Sepertinya Bunda sedang membayangkan bahwa anaknya di perantauan sedang makan mi ayam juga dan berharap semoga anaknya sama seperti Rifai, senang menolong orang. Sejak hari itu Rifai sering berkunjung ke rumah Bunda, walau hanya untuk mengobrol atau sekedar ngopi dengan suami Bunda.
Enam bulan dilewati Rifai sebagai kuli angkut di pasar. Saat tahun ajaran baru, Bunda membutuhkan tenaga pendidik untuk di sekolah. Bunda terpikir untuk menghubungi Rifai untuk bergabung di sekolah.
Selama Bunda mengenal Rifai, Bunda tahu bakat yang dimiliki oleh Rifai. Lebih dari sebagai kuli angkut, Rifai bisa belajar menjadi guru di sekolah. Hari itu, Bunda langsung menghubungi Rifai untuk datang di rumah.
Seperti biasa, sepulang bekerja di pasar, Rifai pergi ke rumah Bunda. Bunda menyampaikan maksud untuk menjadikan Rifai guru honorer di sekolah. Bunda yakin Rifai bisa menyesuaikan diri dengan sekolah walaupun latar belakangnya pernah menjadi kuli angkut.

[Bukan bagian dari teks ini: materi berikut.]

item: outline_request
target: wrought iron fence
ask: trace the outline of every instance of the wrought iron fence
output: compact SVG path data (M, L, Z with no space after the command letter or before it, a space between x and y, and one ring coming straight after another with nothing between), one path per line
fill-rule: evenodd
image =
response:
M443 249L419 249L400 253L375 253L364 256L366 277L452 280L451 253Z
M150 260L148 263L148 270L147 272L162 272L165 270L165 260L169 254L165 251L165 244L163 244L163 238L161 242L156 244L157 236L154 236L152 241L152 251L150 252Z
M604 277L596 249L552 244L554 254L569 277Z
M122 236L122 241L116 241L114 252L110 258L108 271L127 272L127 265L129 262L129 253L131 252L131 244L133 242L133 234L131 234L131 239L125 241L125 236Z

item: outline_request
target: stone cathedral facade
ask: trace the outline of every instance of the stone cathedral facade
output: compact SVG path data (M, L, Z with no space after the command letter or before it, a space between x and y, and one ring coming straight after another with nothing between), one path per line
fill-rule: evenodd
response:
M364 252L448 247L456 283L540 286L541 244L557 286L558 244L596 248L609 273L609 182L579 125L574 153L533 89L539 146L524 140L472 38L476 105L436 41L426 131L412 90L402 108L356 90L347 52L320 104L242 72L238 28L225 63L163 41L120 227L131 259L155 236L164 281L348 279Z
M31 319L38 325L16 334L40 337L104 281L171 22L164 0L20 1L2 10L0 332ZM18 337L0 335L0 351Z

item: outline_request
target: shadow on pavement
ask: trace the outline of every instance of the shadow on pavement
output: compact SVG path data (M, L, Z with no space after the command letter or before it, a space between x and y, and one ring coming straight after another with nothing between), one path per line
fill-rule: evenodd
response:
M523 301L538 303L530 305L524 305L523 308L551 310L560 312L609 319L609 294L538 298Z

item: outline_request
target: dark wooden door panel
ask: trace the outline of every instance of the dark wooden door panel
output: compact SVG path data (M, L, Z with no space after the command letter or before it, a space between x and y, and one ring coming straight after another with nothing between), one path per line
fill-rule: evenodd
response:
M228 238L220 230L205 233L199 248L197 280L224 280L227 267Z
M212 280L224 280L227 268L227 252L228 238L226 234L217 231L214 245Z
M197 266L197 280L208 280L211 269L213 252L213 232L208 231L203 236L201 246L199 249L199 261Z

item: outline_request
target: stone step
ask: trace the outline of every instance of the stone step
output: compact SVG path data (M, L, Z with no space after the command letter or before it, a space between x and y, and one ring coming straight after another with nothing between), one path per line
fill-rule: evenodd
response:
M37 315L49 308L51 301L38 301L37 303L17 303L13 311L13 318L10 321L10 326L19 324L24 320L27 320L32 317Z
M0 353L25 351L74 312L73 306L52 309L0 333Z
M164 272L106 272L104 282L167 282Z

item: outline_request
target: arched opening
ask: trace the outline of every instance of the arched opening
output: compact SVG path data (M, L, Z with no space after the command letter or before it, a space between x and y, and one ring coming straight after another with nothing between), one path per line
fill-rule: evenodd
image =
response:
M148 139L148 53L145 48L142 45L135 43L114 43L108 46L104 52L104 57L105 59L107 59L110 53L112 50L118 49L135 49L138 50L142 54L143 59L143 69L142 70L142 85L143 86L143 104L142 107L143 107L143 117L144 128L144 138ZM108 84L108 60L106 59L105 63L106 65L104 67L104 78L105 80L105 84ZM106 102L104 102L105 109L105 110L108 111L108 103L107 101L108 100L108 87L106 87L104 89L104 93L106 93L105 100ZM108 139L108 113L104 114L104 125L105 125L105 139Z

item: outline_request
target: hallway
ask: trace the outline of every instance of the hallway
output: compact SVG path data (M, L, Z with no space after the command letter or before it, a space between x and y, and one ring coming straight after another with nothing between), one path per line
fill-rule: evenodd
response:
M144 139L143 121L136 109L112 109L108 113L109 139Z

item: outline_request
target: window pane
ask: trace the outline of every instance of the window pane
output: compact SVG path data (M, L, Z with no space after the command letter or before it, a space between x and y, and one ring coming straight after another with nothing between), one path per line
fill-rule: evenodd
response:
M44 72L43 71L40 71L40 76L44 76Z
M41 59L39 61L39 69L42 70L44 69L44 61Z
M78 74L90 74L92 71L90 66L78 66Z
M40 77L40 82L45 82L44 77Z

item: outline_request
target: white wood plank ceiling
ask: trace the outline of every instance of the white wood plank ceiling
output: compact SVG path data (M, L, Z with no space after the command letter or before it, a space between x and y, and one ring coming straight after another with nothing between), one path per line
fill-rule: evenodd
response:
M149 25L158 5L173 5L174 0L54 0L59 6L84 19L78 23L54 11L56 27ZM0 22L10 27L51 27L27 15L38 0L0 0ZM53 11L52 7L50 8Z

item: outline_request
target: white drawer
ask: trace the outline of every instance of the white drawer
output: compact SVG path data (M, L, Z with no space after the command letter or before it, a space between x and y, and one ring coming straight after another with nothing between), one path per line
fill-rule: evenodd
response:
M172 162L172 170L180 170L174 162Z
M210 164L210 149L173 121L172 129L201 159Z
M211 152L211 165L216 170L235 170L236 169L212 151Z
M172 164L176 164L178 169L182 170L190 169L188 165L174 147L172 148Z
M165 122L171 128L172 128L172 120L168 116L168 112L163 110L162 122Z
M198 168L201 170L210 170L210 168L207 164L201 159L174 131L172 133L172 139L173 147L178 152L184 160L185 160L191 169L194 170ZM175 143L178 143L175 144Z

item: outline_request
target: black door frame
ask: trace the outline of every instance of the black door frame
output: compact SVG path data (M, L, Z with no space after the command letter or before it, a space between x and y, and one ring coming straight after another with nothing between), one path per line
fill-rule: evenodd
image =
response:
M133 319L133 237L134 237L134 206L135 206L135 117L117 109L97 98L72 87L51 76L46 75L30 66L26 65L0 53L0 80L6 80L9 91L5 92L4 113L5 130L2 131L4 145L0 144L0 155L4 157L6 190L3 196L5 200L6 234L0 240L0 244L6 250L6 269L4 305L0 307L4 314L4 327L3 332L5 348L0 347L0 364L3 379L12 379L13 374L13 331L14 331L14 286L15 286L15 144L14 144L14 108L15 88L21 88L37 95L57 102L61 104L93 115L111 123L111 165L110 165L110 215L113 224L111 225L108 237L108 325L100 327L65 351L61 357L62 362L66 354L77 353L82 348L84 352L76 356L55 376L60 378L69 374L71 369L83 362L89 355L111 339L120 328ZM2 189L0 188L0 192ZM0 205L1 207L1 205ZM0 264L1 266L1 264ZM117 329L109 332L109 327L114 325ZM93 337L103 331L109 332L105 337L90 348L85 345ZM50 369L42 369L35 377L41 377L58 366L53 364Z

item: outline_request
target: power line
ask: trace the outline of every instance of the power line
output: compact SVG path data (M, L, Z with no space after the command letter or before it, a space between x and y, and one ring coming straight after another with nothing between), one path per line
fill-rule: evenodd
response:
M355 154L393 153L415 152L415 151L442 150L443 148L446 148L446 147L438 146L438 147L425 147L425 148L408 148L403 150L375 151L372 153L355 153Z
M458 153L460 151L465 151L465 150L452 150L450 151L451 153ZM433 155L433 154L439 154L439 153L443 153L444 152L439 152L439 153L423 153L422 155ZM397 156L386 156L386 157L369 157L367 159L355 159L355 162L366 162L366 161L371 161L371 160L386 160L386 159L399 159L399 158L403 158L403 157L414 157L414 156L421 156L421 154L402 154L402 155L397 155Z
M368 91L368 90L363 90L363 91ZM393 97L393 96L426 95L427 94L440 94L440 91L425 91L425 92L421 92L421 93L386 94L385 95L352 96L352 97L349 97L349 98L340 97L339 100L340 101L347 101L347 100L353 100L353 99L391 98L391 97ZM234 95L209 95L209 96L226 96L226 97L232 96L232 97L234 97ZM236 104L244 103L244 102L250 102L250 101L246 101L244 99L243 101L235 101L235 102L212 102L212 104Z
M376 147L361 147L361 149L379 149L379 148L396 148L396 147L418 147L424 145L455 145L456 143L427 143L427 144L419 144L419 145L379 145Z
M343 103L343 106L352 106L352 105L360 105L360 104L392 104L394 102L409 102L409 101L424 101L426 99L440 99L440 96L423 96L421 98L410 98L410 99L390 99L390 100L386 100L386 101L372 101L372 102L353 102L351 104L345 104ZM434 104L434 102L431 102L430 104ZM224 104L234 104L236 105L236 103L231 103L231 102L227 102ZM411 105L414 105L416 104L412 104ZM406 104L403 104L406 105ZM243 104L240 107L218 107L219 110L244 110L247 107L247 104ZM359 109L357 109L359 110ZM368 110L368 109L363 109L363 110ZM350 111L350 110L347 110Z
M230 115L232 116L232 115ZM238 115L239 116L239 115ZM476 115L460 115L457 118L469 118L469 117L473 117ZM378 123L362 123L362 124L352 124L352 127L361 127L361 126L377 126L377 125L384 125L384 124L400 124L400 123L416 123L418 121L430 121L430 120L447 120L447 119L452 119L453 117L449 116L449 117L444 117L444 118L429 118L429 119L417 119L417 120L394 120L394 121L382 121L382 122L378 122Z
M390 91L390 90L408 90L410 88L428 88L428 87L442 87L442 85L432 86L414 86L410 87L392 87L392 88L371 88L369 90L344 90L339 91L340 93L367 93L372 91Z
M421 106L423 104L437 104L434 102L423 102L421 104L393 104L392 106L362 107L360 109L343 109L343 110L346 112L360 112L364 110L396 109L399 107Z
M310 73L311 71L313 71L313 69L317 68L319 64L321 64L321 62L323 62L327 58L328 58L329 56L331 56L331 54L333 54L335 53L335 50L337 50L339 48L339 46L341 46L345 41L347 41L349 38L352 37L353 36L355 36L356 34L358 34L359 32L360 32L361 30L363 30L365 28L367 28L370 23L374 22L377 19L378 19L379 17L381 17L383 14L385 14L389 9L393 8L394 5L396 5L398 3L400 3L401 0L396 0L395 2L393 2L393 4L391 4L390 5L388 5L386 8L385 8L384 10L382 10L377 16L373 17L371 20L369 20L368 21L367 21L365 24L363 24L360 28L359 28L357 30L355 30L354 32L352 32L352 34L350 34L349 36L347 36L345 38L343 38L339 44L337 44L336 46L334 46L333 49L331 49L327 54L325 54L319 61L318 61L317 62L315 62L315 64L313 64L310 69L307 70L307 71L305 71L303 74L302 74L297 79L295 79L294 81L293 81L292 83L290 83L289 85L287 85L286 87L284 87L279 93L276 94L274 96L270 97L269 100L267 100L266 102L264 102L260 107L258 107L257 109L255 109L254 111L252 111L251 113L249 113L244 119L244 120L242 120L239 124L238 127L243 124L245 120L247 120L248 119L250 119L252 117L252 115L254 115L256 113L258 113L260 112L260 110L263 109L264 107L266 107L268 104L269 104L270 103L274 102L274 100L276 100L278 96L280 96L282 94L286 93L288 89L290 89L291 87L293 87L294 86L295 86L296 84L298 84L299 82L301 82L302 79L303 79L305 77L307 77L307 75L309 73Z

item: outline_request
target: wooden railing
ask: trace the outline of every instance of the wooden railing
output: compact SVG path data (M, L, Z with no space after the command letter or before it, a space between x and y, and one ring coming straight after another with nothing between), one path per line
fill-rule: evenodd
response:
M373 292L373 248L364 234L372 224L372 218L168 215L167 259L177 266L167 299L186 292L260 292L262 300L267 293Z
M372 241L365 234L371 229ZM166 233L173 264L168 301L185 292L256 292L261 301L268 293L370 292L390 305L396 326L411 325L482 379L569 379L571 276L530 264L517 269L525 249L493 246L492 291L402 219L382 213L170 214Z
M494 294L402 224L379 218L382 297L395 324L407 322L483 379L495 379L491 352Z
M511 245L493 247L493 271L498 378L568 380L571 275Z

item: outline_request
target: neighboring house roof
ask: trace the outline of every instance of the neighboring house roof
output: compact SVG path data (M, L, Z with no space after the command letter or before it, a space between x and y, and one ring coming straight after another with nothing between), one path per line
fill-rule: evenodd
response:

Rifai sebenarnya pandai mendesain, teliti terhadap administrasi, dan senang bekerja dengan tim. Jadi, untuk menjadi guru honorer, Rifai tidak menolak. Bukan karena gajinya yang lebih besar daripada kuli angkut, melainkan untuk mengasah kemampuan dan keterampilan yang dia miliki. Sejak tahun ajaran baru itu, Rifai mulai bekerja di sekolah dan berhenti sebagai kuli angkut.